Gambling Commission seeks licensee group revenue data

United KingdomScotland

The Gambling Commission has announced that it will begin to require licensees to provide data in respect of their group companies’ activities in other jurisdictions. The change is driven by concerns surrounding revenues generated from ‘grey markets’ and a need to ‘keep crime out of gambling’. The announcement has been made in the Commission’s response document to its ‘Regulatory data collection’ consultation. This consultation primarily focused on changes to regulatory returns data, which all operators are required to submit as a condition of their licence on a quarterly and annual basis.

Current practice

The new requirements deviate from the Commission’s current practice. Under the Commission’s ‘Licence Conditions and Codes of Practice’ (LCCP) all licensees are currently required to notify the Commission upon becoming aware that a group company which is not a Commission licensee is advertising remote gambling facilities to those residing in a jurisdiction in or to which it has not previously advertised (licence condition 15.2.2).

Upon applying for an operating licence, B2C businesses must also disclose any market from which they derive 3% or more of their total revenue from players, or in the case of businesses with a total revenue of less than £5m per annum, markets which they are targeting where the revenue is more than 10% of their total revenue. For each of these markets the Commission requires the applicant to confirm why they think provision of gambling facilities is not illegal (whether as a result of being licensed there or having satisfied themselves that it is the case). The Commission also asks applicants to inform them of any other markets (irrespective of whether or not they meet the 3%/10% thresholds) that they are actively targeting in order to grow their business.

B2B applicants meanwhile must disclose where their revenues come from by setting out what proportion of revenue comes from: (a) operators with point of consumption licences in jurisdictions other than Great Britain; (b) from Commission licensed operators; and (c) from other operators where the B2B applicant may be uncertain about the players’ locations.

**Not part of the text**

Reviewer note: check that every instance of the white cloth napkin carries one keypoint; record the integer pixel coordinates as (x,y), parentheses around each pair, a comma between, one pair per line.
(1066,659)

Finally, when submitting regulatory returns, operators have to identify the percentage of their revenue derived from each jurisdiction in which the are active, as well as any other jurisdictions that they are actively targeting (regardless of whether they exceed the 3%/10% threshold). As regulatory returns are specific to the licensed operator, these jurisdiction questions do not apply to the wider group.

The new proposal and response

In the consultation, the Commission acknowledged that the data received through the regulatory returns provides a revenue split at an operator level only, and not group level. Further, the Commission commented that the LCCP notification requirement only provides a backwards-looking view of jurisdictions in which the group has advertised, but does not indicate group revenues in such jurisdictions.

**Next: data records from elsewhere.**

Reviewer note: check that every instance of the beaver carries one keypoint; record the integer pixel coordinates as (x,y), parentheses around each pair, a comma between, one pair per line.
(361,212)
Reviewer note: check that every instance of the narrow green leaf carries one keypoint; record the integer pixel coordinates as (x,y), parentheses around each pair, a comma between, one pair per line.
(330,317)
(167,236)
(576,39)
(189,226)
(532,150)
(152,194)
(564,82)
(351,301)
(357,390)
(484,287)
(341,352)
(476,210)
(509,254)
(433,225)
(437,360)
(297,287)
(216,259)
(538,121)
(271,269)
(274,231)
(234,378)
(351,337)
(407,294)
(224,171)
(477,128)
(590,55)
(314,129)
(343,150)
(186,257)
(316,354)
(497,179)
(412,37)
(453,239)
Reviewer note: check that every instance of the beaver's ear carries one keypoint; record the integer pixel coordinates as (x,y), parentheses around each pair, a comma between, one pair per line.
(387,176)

Consequently, the Commission proposed (and has now confirmed) that the LCCP notification is amended to require licensees to indicate either when their group begins advertising to a new jurisdiction, or when the group’s revenue passes the 3%/10% jurisdiction threshold. Whilst the Commission has not yet provided the exact language of the amendment, it has confirmed that the requirement will be to notify them at such a time as the group becomes aware of the change, and will focus on a “significant or sustained change” in the group’s revenue profile by jurisdiction. With this, the Commission proposes to remove the jurisdiction question that is currently included in the regulatory returns form.

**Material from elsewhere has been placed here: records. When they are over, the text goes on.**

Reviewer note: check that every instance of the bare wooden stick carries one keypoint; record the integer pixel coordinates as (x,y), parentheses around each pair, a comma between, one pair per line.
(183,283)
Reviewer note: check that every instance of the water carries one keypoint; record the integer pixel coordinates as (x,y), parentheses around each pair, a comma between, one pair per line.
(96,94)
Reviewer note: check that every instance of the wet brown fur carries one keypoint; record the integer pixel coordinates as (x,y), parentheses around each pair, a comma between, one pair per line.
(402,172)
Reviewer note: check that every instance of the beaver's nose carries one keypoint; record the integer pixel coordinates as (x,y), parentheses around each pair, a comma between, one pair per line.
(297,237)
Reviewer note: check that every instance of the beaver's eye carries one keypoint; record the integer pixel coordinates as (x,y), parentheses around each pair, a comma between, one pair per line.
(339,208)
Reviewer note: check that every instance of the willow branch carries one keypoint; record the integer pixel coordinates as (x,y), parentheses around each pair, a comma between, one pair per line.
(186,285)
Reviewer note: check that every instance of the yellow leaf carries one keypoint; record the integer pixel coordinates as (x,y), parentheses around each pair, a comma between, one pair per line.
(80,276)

The majority of responses to this proposal were negative (many of them pointing out that the Commission regulates entities, not groups). In response to this, the Commission stressed its duty to “keep crime out of gambling” and that, whilst licensed entities may not directly trade in other markets, they are able to benefit from sister companies doing so. As revenues generated in ‘grey’ markets could be used to gain a commercial advantage in Great Britain, the Commission wants licensees to submit data on revenues for the group as a whole.

Other changes

The Commission has also confirmed a raft of other changes as a result of the consultation. These include:

  • the introduction of a requirement to report the number of times which time/money limits are set by customers as part of the licensee’s regulatory return;
  • the introduction of a requirement to report GGY specifically generated from betting on eSports as part of the licensee’s regulatory return;
  • the removal of the requirement to report information about gambling payment RTP faults from the regulatory return and re-designation as a key event reporting requirement under the LCCP;
  • certain changes to the regulatory return form to take account of in-play betting revenues (including making mandatory the currently voluntary question relating to in-play GGY attributable to GB customers);
  • the expansion of the requirement to report as a key event any Suspicious Activity Report (SAR) to also include details on whether the customer relationship has been discontinued at the time of notification (the current requirement to state total SARs in the regulatory return will be removed to avoid duplication); and
  • a move away from requiring remote licensees to provide details of turnover and pay-out for relevant products (from which the Commission calculates GGY) to requiring remote licensees to provide details of their turnover and GGY / gross profits (thus harmonising it with the non-remote regulatory return).

All changes included in this response will take effect for regulatory returns due to be submitted in April 2018 and the Commission will make the relevant changes to e-Services and guidance in support of these changes in advance of the submission date.